Mujaz is a system that uses natural language processing (NLP, the field of AI that helps computers understand human language) to automatically clean up and summarize vulnerability descriptions found in public databases. The system was trained on a collection of carefully labeled vulnerability summaries and uses pre-trained language models (AI systems trained on large amounts of text) to create clearer, more consistent descriptions that help developers and organizations understand and patch security issues more effectively.

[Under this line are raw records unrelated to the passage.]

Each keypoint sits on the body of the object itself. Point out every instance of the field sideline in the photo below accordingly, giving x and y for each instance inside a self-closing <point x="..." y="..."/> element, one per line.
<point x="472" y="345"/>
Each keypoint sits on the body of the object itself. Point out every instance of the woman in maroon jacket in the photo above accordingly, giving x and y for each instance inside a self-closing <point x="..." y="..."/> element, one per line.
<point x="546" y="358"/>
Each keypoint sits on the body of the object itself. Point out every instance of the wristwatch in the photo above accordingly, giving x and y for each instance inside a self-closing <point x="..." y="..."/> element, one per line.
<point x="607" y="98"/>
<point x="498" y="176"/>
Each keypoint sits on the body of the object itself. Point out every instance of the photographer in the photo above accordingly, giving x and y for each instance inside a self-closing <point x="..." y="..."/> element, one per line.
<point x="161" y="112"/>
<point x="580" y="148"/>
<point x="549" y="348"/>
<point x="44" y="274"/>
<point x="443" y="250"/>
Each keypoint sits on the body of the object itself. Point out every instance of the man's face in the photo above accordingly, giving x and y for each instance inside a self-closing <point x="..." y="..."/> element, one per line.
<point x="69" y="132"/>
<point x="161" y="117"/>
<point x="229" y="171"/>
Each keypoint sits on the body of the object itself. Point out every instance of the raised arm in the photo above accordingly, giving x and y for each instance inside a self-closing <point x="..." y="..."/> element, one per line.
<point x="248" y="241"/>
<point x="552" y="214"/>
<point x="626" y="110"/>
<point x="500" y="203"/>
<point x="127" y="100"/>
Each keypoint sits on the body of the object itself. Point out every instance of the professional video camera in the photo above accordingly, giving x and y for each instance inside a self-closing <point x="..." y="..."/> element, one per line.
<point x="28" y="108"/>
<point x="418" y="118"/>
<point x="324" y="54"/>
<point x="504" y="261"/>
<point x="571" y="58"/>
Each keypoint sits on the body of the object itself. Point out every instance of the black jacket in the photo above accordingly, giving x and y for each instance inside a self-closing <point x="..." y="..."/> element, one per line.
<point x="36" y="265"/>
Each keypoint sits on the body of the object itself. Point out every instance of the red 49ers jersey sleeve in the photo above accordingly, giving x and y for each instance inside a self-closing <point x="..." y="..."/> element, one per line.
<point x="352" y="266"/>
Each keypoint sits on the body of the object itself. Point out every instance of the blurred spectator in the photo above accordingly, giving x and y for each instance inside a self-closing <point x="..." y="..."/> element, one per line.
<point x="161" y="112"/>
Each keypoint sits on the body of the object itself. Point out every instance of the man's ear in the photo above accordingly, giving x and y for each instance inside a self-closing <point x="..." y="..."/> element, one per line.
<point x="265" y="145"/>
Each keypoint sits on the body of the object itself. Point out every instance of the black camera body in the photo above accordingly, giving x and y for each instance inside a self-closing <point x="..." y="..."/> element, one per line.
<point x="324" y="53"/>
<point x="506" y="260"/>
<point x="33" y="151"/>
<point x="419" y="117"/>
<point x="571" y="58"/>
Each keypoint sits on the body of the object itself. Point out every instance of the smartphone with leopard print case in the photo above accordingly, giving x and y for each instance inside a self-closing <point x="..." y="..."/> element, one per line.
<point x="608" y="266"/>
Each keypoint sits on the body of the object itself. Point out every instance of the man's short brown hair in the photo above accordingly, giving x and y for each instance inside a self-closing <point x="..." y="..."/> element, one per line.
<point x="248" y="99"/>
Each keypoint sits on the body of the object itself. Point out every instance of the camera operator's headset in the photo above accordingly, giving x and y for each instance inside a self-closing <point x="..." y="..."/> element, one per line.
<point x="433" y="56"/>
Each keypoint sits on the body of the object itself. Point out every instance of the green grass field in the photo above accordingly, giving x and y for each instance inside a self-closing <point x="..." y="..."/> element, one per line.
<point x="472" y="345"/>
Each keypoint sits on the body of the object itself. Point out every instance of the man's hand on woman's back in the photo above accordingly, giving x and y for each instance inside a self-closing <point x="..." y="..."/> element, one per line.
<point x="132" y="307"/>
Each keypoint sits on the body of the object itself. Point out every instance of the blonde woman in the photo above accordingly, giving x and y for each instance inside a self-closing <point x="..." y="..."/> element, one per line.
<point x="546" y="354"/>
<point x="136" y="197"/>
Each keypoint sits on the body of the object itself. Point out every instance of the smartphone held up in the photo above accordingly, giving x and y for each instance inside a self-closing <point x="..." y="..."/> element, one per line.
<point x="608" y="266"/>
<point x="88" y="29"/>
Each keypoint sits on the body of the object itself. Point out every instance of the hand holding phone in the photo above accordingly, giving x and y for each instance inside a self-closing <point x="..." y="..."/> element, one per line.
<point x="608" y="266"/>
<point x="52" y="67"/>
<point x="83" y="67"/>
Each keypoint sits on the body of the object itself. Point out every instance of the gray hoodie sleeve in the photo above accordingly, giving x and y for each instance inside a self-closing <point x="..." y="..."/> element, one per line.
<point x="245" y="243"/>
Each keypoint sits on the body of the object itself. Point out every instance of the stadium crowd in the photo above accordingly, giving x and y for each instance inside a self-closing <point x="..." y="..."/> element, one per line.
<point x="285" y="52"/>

This paper presents DynMD, a new machine learning model that uses Graph Neural Networks (GNNs, which are AI systems that analyze connected data points and their relationships) to detect malware by analyzing streaming behavioral data (information about what a program does over time). Unlike previous approaches that miss how malware behaviors connect over time, DynMD uses an energy-based method to better understand malware patterns and can detect threats 3.81 to 5.33 times faster than existing systems.
Researchers developed BPDA, a method for finding security vulnerabilities in embedded firmware (software that runs on devices like routers and IoT devices) by tracking how user input flows through code to reach dangerous functions called sinks. The method is faster and more accurate than existing tools, discovering 163 real vulnerabilities including 34 previously unknown ones when tested on firmware from major manufacturers.